I didn’t always call it fear. Sometimes I was willing to acknowledge I was uncomfortable or uneasy or maybe a little insecure, but I rarely used the word fear. Procrastination, on the other hand, is something I could admit was a way of avoiding a person or event, although I didn’t always know why. I was more likely to grudgingly admit a rather obvious connection between my behavior and my avoidance of doing it. Hitting the snooze button on my alarm clock is a good example of how I repeatedly attempted to delay getting up and facing a difficult task or situation.
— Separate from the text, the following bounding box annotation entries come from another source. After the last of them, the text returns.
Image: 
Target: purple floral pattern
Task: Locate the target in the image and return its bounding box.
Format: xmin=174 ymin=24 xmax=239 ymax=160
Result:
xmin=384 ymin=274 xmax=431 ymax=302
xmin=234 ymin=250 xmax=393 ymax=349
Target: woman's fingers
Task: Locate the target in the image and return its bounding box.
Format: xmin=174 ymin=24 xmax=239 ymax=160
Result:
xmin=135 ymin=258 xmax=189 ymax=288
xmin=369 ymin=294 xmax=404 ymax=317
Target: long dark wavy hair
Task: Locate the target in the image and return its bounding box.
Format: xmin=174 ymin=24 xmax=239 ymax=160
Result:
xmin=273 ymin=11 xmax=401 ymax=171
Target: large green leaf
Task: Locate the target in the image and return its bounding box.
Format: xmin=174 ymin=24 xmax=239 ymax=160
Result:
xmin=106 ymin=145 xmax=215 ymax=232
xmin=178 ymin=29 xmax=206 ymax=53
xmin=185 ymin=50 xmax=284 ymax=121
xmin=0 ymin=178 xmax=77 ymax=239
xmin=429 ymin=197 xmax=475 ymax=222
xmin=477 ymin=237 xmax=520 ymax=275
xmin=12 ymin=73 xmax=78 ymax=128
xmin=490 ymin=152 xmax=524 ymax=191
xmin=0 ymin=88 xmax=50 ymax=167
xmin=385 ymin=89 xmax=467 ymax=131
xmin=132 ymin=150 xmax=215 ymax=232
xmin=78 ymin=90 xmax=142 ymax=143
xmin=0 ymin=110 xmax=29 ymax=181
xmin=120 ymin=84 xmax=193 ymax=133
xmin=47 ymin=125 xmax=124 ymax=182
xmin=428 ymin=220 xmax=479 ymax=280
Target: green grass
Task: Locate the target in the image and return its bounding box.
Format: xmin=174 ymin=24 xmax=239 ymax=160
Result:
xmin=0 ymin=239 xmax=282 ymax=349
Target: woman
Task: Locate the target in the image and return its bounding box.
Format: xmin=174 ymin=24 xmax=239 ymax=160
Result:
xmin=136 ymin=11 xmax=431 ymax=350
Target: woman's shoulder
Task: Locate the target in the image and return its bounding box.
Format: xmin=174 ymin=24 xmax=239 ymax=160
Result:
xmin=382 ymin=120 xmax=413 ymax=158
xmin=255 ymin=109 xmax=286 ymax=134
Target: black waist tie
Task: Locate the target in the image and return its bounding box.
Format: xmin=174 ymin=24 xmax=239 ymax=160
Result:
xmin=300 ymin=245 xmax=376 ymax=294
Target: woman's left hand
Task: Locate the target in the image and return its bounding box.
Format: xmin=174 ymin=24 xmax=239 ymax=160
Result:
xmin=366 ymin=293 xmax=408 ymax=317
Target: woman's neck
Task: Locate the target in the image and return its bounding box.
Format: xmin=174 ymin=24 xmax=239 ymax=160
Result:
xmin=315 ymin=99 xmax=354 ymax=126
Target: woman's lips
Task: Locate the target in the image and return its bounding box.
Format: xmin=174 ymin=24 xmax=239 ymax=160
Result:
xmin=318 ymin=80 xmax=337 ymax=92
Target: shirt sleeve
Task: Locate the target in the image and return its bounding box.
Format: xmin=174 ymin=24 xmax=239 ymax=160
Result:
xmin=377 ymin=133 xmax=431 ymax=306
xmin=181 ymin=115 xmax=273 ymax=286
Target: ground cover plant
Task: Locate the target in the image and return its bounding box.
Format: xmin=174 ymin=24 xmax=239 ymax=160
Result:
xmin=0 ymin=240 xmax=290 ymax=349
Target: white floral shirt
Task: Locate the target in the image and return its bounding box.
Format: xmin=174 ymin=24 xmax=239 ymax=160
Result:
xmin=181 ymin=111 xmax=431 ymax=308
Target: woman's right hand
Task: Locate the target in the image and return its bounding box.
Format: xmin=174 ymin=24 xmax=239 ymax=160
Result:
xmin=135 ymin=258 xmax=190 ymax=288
But when we’re busy doing things, it seems like we are going after what we want, it’s just taking longer, and there are things that seem very important to do first. Not that long ago, I would have spent loads of time tweaking my website instead of contacting someone whose opinion I thought would make or break an idea of mine.
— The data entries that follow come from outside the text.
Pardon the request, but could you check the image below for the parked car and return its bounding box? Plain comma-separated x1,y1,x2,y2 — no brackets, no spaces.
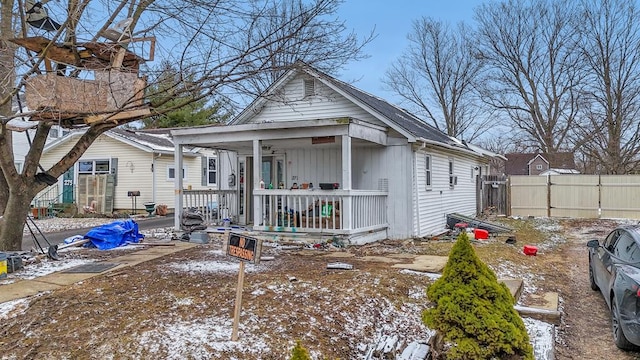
587,225,640,350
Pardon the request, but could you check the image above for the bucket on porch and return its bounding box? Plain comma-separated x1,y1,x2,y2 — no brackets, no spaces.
523,245,538,256
473,229,489,240
0,252,7,279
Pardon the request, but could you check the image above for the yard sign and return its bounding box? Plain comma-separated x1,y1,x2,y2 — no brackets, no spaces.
227,233,262,341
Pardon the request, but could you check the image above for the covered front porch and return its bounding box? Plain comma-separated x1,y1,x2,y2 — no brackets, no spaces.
173,118,389,242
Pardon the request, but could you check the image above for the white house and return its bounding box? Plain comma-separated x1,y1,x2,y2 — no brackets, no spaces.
36,128,218,213
172,64,496,243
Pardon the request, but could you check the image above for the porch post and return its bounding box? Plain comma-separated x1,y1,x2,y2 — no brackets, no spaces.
251,140,264,226
341,135,353,229
172,144,184,231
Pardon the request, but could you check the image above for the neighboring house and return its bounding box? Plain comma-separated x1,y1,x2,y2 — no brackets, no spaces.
36,128,218,213
539,169,580,176
171,64,497,243
504,152,579,175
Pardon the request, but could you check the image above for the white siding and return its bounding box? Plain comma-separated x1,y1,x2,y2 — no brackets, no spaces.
414,150,480,236
285,147,342,189
250,75,382,125
351,144,413,239
41,135,206,210
218,151,240,190
156,155,208,209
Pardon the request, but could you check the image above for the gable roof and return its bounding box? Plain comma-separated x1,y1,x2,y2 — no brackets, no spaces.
504,152,576,175
44,128,197,155
230,62,468,153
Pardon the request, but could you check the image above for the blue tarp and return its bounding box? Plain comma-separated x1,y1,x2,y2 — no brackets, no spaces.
84,219,144,250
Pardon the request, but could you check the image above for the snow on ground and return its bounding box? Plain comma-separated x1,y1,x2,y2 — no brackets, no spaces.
0,219,557,360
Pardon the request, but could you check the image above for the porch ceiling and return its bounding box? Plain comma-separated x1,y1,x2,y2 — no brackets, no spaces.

Fear keeps us from focusing on what needs to be done in the moment. It’s like wearing the wrong prescription eyeglasses. We sort of know where we should be looking but it’s blurry and indistinct. And we don’t stop to think it might we what we’re looking through, our lens, that’s the problem.
Fear keeps us looking backwards into the past for a justification of avoiding doing things that we think are uncomfortable. It’s the way our wisdom naturally provided as an innocent way of keeping us from harm. It had its purpose in the past but now, if we want to move ahead in our lives, we can let go of.
Fear (to whatever degree we recognize it) keeps us busy avoiding what we fear and allowing us to focus on managing bits of the bigger picture that we already know make us feel comfortable.
When I began to look at what my busyness consisted of, I discovered a lot of activity ‘full of sound and fury signifying nothing’, as Shakespeare would say. That sound and fury was mostly in my head, as I recycled a ton of thinking about what might go wrong, which in turn triggered a lot of scary feelings. And logic couldn’t undo it.
What changed? I came to realize that beneath all that noise in my head there was a natural, ever present clarity and resilience that I’d been too distracted to notice. We’re actually all built this way, every one of us. Once I gave myself a chance to settle down, that clarity and resilience enabled me to see what needed to be done and what steps needed to be taken, one step at a time. This is available for you, too, at any time, anywhere.